I am trying to deploy my machine learning Naive Bayes sentiment analysis model onto a web application. The idea is that the user should type some text, which the application performs sentiment analysis on and then stores the text with the assigned sentiment in another column within the database, to be called as a list via html later.
While the model and vectorizer work fine on Google Colab, when I load the model to my application and try to run the user input through it it won't work. I have gotten many error codes depending on the different solutions I've tried.
The most recent is:
ValueError: DataFrame constructor not properly called!
But when I try to fix this I get other error messages such as:
'numpy.ndarray' object has no attribute 'lower'
or:
ValueError: X has 1 features, but MultinomialNB is expecting 26150 features as input.
or:
sklearn.exceptions.NotFittedError: Vocabulary not fitted or provided
BASICALLY I don't know what I'm doing and I've been trying to figure it out for weeks. My inclination is that the problem is either the format coming in from the user is not readable by the model, or the vectorizer is not working on the input.
OR maybe my whole approach is wrong, and there are steps I am missing. Any help with this would be massively appreciated.
My model code looks like this (after preprocessing):
#Split into training and testing data
x = df['text']
y = df['sentiment']
df1 = df[df["text"].notnull()]
x1 = df1['text']
y1 = df1['sentiment']
x1_train, x1_test, y1_train, y1_test = train_test_split(x1, y1, test_size=0.2, random_state=30)
# Vectorize text
vec = CountVectorizer(stop_words='english')

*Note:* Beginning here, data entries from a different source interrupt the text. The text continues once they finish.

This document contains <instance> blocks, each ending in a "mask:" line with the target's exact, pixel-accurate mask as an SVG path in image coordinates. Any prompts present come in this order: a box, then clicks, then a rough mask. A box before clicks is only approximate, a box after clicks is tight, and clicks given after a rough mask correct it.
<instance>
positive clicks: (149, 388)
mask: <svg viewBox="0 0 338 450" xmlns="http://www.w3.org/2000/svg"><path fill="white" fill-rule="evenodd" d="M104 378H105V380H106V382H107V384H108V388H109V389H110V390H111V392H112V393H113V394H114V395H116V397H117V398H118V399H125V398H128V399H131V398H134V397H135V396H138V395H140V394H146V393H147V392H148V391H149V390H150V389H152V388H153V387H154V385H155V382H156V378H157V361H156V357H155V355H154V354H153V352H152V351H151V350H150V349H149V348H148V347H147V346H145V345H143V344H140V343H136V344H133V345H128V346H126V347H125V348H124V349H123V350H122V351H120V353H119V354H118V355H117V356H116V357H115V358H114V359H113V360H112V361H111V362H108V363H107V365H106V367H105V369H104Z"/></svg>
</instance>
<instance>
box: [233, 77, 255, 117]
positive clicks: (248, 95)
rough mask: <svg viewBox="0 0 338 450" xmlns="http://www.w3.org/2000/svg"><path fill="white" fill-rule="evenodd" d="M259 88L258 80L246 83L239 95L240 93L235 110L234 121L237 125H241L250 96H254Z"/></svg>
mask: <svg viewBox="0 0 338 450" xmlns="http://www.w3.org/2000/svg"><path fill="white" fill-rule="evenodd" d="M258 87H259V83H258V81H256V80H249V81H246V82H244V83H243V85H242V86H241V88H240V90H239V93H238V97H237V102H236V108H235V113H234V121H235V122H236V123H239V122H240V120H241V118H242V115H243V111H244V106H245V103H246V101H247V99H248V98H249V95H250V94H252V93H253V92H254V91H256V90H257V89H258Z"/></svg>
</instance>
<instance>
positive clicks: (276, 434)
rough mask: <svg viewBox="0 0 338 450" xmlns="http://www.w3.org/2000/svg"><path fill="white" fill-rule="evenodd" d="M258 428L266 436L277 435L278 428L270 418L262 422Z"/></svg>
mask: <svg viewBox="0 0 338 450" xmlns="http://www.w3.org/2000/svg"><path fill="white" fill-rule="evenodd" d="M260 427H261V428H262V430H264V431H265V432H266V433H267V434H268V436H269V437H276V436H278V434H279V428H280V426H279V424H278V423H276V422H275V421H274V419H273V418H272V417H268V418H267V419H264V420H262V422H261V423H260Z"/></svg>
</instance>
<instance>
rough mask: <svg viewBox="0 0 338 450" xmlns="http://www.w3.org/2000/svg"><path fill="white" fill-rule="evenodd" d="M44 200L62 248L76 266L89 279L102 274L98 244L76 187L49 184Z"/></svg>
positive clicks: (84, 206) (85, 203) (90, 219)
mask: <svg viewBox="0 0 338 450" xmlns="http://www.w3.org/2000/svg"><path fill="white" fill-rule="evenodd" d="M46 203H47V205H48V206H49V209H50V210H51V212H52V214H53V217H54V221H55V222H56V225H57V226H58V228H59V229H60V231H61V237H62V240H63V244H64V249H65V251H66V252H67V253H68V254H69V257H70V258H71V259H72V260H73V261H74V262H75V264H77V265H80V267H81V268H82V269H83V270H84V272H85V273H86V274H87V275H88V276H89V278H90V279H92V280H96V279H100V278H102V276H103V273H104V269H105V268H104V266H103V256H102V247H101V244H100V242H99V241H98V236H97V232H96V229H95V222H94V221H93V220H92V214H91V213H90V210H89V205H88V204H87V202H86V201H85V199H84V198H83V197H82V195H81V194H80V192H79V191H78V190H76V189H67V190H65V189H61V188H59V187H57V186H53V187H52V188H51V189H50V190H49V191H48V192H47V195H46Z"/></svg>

x1 = vec.fit_transform(x1).toarray()
x1_test = vec.transform(x1_test).toarray()
df1 = df1.replace(r'^\s*$', np.nan, regex=True)
from sklearn.naive_bayes import MultinomialNB
sentiment_model = MultinomialNB()
sentiment_model.fit(x1, y1)
sentiment_model.score(x1_test, y1_test)
# Save model to disk
pickle.dump(sentiment_model, open('sentiment_model.pkl','wb'))
And my application code looks like this:
@app.route('/journal', methods=['GET', 'POST'])
def entry():
if request.method == 'POST':
journals = request.form
entry_date = journals['entry_date']
journal_entry = journals['journal_entry']
vec = CountVectorizer(stop_words='english')
sdf = pd.DataFrame('journal_entry')
sdf = vec.fit_transform(sdf).toarray()
sdf = vec.transform(sdf).toarray()
sentiment = sentiment_model.predict(sdf)
journals['sentiment'] = sentiment
cur = mysql.connection.cursor()
#insert the values with sentiment attribute into database
cur.execute("INSERT INTO journals(entry_date, journal_entry, sentiment) VALUES(%s, %s, %s)",(entry_date, journal_entry, sentiment))
mysql.connection.commit()
return render_template('journal.html')
So it seems to me that there are multiple issues here at play.
For one, sdf = pd.DataFrame('journal_entry')
does not make sense -- you create the data frame from literal string 'journal_entry', not the actual contents of it? I suggest you get rid of the DataFrame in your entry
function entirely, as it is not a required input structure for sklearn objects.
Secondly, you're duplicating functionality with calling fit_transform
and then again transform
in your entry
function. It's sufficient to call fit_transform
as it's doing two things: 1) it learns the dictionary 2) it transforms to document-term matrix.
Thirdly, you trained your model using a specific CountVectorizer model. This model will transform each document into vectors using the learned document-term matrix which acquires a fixed size at the time you call fit
or fit_transform
function. Then your Naive Bayes model is trained using this fixed sized vector. Hence, it complains when it gets a different sized vector at inference time -- this is because you're re-initializing CountVectorizer
again at each entry
call. You need to save the CountVectorizer
as well if you want to preserve the feature size.
Also, I'd suggest making some check in your entry
function that makes sure you get valid strings for your algorithm in the POST request.
# load both CountVectorizer and the model
vec = pickle.load(open("my_count_vec.pkl", "rb"))
sentiment_model = pickle.load(open("my_sentiment_model", "rb"))
@app.route('/journal', methods=['GET', 'POST'])
def entry():
if request.method == 'POST':
journals = request.form
entry_date = journals['entry_date']
journal_entry = journals['journal_entry']
sdf = vec.transform([journal_entry]).reshape(1, -1)
sentiment = sentiment_model.predict(sdf)
...
sdf = vec.transform([journal_entry]).reshape(1, -1)
assumes that journal entry is a single string and hence it needs reshaping for further processing.